Chocolat the Literary Critic

Chocolat spends a lot of time studying A Field Guide to Smaller Mammals, Birds & Insects of the Cape Peninsula. Time and again it has provided useful tips and hints for her menus.  You can’t beat a really good recipe book. Every home should have one.

One of her favourite reads is Edward Lear’s famous poem The Owl and the Pussycat.  It combines most of her pleasures : romance and travel. She loves the way that romance develops as the Owl and the Pussycat sail along in their beautiful pea-green boat.  How could anyone resist being wooed with song accompanied by a small guitar?  She likes the fact that there is such inter-species co-operation – the pig willingly selling his ring for one shilling, while the turkey who lived on the hill conducted a brief, but moving wedding ceremony.  And then the wedding feast: mince for the Pussycat and slices of quince for the Owl followed by sedate dancing on the beach beneath the light of the moon. Altogether an enchanting poem.
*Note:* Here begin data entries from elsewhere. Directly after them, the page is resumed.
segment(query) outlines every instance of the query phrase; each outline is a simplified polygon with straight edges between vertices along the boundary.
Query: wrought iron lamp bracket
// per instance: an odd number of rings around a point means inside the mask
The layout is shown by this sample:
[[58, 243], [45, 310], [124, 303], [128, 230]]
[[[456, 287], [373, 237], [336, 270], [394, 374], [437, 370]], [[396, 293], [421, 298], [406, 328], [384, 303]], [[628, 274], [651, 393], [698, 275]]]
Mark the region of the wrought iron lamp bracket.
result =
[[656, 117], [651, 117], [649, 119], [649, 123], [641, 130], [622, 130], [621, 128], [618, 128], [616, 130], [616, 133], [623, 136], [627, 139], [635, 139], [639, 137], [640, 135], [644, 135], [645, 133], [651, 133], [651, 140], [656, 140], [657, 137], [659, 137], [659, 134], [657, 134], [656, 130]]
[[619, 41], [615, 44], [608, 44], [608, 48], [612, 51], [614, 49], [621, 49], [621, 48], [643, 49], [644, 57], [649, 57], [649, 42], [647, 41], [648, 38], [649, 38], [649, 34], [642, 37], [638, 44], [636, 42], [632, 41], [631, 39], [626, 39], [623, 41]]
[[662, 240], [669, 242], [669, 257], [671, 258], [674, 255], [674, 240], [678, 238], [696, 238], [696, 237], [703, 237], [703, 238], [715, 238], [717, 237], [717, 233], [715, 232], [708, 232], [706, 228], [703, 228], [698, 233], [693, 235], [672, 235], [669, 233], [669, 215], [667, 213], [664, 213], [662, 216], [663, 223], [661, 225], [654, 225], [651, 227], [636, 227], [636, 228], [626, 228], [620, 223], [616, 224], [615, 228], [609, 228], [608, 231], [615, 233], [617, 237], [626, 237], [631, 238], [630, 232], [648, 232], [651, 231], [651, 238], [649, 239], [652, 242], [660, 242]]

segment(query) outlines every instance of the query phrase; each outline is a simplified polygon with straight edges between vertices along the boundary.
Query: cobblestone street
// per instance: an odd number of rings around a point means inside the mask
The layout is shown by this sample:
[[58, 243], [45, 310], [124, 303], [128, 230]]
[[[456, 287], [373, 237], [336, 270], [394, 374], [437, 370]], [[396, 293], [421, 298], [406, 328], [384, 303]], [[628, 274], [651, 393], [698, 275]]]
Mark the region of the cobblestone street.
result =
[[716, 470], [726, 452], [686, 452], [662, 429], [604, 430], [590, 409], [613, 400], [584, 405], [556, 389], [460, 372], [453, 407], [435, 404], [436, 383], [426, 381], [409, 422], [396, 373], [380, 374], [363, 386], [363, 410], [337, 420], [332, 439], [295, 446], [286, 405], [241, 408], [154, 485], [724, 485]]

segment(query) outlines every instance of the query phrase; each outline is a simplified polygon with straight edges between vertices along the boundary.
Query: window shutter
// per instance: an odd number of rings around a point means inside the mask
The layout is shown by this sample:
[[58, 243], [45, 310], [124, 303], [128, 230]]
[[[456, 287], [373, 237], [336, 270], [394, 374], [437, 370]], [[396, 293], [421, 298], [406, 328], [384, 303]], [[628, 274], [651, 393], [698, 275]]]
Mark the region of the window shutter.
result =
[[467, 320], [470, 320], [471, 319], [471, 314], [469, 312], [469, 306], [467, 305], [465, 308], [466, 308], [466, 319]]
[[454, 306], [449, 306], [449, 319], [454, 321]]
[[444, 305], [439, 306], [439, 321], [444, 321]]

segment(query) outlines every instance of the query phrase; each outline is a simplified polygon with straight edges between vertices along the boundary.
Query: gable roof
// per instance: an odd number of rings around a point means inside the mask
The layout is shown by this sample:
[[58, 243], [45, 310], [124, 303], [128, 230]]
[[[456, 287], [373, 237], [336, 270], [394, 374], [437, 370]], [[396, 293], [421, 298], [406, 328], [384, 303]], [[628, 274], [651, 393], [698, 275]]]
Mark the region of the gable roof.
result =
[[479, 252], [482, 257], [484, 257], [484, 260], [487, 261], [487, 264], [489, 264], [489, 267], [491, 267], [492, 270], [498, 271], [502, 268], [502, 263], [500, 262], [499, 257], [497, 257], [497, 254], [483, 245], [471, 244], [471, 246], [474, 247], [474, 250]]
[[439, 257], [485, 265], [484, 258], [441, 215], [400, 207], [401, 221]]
The same cannot be said for the infantile poem The Cat in the Hat  by Dr Seuss. Chocolat does not know what sort of a Doctor Seuss might have been, but it certainly wasn’t anything to do with elegant verse or beautiful illustrations.  She finds the sledge-hammer rhyming pattern quite distressing and as for the grotesque cartoon illustrations! Well – the less said the better.

She fancies she may tackle the old Roman poet Catullus next. Poems with titles such as Tears for Lesbia’s Sparrow  and  The Death of  Lesbia’s Sparrow sound very promising.